The second approach, called the KISS (keep it simple and straightforward) or cash flow-driven approach, takes a very different tack: It recognizes each goal is unique and predominantly about cash flows. Rather than trying to create ever more complex MPT approaches, it focuses on creating goal-appropriate, cash flow-generating financial instruments that investors need, which then trivializes the investment problem and eliminates previously mentioned challenges.
To bring this more readily to defined contribution plan participants, Robert C. Merton, a Nobel laureate and professor of finance at the MIT Sloan School of Management, Cambridge, Mass., and I recommend the U.S. Treasury issue a new "safe" bond instrument — standard-of-living indexed, forward-starting, income-only securities, or SeLFIES. This instrument would ensure retirement security, and the federal (or state) government is a natural issuer, although insurance companies and infrastructure companies could easily issue them as well.

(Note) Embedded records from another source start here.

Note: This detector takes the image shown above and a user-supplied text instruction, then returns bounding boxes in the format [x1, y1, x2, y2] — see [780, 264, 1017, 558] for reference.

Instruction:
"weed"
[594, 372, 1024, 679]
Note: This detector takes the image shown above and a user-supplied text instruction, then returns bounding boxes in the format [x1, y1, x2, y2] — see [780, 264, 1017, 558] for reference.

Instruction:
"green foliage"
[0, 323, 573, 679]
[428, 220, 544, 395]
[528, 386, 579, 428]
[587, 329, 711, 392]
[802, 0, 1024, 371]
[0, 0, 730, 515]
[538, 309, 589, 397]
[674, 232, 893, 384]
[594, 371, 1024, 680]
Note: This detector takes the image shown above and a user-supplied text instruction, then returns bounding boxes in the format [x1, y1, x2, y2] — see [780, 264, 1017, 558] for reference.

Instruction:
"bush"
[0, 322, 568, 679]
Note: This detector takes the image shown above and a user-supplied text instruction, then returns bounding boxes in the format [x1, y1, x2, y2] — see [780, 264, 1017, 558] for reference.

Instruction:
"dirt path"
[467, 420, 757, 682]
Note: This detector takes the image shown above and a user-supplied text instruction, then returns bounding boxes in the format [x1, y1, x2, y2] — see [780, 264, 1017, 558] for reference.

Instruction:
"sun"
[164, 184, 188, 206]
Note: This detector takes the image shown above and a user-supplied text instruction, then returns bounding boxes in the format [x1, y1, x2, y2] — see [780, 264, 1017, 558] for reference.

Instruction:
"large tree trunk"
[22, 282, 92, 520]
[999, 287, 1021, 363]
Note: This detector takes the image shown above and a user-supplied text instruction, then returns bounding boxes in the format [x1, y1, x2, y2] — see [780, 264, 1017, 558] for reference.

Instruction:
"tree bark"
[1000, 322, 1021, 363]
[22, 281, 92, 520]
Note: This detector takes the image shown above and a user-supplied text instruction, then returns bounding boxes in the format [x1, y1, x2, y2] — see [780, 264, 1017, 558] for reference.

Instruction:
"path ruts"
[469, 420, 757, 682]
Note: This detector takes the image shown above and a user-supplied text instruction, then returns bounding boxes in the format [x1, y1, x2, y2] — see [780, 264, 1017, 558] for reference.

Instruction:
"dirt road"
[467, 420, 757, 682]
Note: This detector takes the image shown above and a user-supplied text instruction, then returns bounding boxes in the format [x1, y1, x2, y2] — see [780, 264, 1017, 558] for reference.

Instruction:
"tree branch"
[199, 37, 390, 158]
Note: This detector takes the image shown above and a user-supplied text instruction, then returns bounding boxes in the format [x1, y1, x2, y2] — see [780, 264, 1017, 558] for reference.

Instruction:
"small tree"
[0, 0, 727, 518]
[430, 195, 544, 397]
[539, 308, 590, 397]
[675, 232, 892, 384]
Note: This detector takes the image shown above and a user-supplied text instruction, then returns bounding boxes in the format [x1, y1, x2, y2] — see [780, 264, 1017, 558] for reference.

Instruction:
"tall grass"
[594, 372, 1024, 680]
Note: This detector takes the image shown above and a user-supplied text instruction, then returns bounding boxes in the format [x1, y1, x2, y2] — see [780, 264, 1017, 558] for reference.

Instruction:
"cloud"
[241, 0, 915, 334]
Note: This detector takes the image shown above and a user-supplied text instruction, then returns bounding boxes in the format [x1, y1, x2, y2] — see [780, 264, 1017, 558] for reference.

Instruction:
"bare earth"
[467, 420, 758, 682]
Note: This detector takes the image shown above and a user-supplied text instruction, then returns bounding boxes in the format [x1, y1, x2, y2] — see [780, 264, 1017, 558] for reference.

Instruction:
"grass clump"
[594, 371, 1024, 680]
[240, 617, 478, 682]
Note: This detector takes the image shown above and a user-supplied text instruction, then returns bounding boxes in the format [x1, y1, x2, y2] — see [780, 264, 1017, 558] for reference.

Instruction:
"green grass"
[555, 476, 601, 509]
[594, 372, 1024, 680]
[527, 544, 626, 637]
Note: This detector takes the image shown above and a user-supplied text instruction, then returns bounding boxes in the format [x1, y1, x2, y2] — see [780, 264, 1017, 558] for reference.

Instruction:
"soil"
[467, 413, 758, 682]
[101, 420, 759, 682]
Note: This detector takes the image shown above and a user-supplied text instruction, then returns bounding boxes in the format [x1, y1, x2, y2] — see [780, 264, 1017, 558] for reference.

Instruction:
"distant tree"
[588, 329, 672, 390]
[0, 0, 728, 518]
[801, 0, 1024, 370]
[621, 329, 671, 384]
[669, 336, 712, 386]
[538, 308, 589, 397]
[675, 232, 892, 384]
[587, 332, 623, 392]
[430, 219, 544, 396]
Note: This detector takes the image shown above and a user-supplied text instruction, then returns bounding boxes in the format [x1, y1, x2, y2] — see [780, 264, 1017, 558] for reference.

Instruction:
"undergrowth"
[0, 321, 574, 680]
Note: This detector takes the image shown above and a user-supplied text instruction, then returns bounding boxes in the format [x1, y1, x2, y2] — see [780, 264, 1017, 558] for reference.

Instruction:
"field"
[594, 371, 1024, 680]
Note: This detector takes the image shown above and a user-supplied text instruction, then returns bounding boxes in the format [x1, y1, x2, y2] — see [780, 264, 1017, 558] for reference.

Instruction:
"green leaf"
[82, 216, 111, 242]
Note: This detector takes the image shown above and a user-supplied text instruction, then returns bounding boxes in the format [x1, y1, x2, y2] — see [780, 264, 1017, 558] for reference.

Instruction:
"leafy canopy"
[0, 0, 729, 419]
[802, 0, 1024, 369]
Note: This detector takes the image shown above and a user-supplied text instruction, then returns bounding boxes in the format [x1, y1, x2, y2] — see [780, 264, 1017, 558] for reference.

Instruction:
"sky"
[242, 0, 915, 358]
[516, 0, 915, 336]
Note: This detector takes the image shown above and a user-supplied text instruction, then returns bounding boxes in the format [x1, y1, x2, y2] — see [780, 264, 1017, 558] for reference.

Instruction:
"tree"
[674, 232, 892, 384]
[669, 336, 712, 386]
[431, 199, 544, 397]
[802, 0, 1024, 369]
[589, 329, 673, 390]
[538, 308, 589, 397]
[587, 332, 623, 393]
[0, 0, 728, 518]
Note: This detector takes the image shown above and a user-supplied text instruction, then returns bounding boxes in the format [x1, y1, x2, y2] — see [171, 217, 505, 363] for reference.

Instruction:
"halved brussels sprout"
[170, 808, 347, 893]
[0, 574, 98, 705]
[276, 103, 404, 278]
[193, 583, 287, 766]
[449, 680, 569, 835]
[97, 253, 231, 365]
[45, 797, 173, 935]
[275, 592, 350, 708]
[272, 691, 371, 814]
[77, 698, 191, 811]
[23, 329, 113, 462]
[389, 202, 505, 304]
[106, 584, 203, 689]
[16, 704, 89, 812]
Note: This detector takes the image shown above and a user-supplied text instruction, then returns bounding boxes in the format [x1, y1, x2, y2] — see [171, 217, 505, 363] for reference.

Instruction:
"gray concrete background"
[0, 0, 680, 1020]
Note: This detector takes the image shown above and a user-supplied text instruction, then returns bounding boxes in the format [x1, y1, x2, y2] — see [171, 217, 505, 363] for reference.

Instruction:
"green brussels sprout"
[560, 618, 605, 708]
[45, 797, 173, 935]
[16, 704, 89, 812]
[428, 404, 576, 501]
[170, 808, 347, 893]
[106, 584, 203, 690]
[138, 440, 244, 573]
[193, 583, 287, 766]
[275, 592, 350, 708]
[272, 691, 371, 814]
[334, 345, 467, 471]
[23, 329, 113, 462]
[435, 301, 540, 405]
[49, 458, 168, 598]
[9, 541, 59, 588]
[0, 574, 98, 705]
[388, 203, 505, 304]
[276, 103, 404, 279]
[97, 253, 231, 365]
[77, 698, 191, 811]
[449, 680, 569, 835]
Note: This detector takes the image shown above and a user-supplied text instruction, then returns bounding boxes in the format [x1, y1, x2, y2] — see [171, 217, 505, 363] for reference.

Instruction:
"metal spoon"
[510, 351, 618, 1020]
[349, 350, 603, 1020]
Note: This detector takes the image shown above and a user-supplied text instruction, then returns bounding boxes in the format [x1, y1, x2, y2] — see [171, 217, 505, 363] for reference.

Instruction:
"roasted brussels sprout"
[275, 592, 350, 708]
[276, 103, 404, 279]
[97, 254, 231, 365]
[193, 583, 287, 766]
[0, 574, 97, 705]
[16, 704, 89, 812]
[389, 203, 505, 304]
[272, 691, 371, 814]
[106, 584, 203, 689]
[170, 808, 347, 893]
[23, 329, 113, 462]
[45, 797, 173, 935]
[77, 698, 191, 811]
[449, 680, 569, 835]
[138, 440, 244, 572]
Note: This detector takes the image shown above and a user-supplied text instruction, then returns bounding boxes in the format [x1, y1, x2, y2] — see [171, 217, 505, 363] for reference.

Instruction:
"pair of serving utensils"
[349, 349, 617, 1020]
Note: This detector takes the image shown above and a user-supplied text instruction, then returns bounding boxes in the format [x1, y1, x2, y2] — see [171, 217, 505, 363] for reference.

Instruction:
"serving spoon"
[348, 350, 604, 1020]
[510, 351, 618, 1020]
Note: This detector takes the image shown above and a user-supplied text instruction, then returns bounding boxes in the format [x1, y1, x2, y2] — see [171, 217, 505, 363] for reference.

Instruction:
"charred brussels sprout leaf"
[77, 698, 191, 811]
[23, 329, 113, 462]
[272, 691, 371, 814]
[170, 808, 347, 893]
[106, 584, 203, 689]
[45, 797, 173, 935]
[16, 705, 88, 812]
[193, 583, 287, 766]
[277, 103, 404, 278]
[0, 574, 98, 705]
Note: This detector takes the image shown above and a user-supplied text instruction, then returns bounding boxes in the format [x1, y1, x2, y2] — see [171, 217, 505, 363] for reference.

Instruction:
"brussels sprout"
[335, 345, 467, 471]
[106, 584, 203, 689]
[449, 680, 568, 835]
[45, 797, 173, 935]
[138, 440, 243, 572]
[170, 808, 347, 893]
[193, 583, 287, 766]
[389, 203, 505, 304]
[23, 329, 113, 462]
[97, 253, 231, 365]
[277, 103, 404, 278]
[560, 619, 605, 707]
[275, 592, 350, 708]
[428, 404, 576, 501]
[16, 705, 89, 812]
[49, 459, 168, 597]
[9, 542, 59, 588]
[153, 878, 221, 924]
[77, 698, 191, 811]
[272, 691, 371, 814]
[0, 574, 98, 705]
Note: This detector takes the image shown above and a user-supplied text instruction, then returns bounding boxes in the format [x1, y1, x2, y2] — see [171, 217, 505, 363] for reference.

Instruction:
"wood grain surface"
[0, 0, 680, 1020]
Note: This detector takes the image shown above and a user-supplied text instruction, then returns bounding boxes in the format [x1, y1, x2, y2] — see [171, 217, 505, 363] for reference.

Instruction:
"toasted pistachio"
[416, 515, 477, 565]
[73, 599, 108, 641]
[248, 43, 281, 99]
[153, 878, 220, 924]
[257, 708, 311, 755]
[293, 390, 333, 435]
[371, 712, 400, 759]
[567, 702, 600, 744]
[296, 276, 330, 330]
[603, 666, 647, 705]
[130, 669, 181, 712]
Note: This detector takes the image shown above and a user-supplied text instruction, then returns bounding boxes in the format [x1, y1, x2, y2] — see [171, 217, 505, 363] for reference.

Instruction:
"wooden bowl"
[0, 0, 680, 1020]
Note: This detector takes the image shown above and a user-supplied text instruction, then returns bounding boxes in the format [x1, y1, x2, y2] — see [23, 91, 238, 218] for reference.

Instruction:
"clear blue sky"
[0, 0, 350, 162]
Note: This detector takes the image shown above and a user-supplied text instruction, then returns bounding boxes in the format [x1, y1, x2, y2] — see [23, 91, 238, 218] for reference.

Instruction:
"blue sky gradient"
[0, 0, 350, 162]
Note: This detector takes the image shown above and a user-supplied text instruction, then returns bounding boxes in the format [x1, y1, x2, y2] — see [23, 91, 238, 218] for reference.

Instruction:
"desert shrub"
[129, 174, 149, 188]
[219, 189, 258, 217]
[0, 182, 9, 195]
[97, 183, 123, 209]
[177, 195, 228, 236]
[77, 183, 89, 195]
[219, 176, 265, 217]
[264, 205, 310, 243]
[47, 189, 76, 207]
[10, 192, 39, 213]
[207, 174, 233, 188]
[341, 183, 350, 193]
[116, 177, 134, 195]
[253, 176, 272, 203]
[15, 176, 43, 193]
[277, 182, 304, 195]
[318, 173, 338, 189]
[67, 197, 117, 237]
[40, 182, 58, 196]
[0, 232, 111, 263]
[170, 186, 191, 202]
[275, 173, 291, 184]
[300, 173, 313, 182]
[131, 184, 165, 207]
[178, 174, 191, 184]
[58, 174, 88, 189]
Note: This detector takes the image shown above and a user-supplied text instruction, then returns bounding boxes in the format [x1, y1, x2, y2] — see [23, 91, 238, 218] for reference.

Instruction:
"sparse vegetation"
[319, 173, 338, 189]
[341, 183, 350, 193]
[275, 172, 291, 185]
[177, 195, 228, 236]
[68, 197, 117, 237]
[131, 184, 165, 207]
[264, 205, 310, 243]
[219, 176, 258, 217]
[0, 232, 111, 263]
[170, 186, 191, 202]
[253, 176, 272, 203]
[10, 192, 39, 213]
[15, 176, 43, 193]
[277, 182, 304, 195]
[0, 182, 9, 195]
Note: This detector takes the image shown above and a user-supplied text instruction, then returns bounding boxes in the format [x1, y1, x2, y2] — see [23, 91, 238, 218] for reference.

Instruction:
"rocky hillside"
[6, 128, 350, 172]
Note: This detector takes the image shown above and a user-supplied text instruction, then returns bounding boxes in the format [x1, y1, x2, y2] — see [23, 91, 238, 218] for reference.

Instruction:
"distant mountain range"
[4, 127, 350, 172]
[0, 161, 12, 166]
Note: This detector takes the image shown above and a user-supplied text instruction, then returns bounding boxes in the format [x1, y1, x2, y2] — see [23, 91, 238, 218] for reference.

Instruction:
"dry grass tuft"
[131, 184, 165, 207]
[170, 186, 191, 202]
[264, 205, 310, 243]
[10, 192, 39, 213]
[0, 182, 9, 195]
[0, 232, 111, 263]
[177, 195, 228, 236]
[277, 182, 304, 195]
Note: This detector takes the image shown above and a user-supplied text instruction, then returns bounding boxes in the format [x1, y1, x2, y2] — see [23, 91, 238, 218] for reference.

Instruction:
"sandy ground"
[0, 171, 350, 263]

SeLFIES would pay the holder annually for 20 years, starting at a fixed date, a fixed real amount (say $5), indexed to aggregate per capita consumption. Instead of current bonds that index solely to inflation, SeLFIES cover both the risk of inflation and standard-of-living improvements so retirees can maintain a particular lifestyle. A 25-year-old today would purchase the 2058 bond, which would pay the holder from 2058 through 2078. This innovation addresses even the most financially illiterate individual, providing a self-reliant alternative to retirement planning. If the individual targets $50,000 real in retirement, the goal is to buy 10,000 bonds over one's working life ($50,000/$5). The complex decisions of how much to save, how to invest and how to drawdown, are folded into one simple calculation of how many bonds to buy. In addition to being simple to understand, liquid, easily traded at a very low cost and with low credit risk, SeLFIES can be bequeathed to heirs. Buying SeLFIES is similar to creating an "individual DB," with guaranteed cash-flow determined simply by the number of bonds purchased. Individuals could easily change the level of desired cash flows in retirement and the goal is easily recalculated. One can easily see how this cash-flow matching instrument can be created for college savings plans (where now the natural issuers are colleges/universities and the link is to tuition inflation, and the payment is just for four years).
In summary, there are no existing instruments or products that perfectly match the cash profile of various goals. Complex theories have been created to establish optimal dynamic savings, investments and decumulation decisions, but these are error-prone, complex, risky and well beyond the reach of the average population. Maybe Einstein had it right when he stated, "If you can't explain it to a 6-year old, you don't understand it yourself."
We need to make investments easy enough for a 6-year-old to understand, and given the importance of cash flows, with a simple innovation, the KISS approach does just that.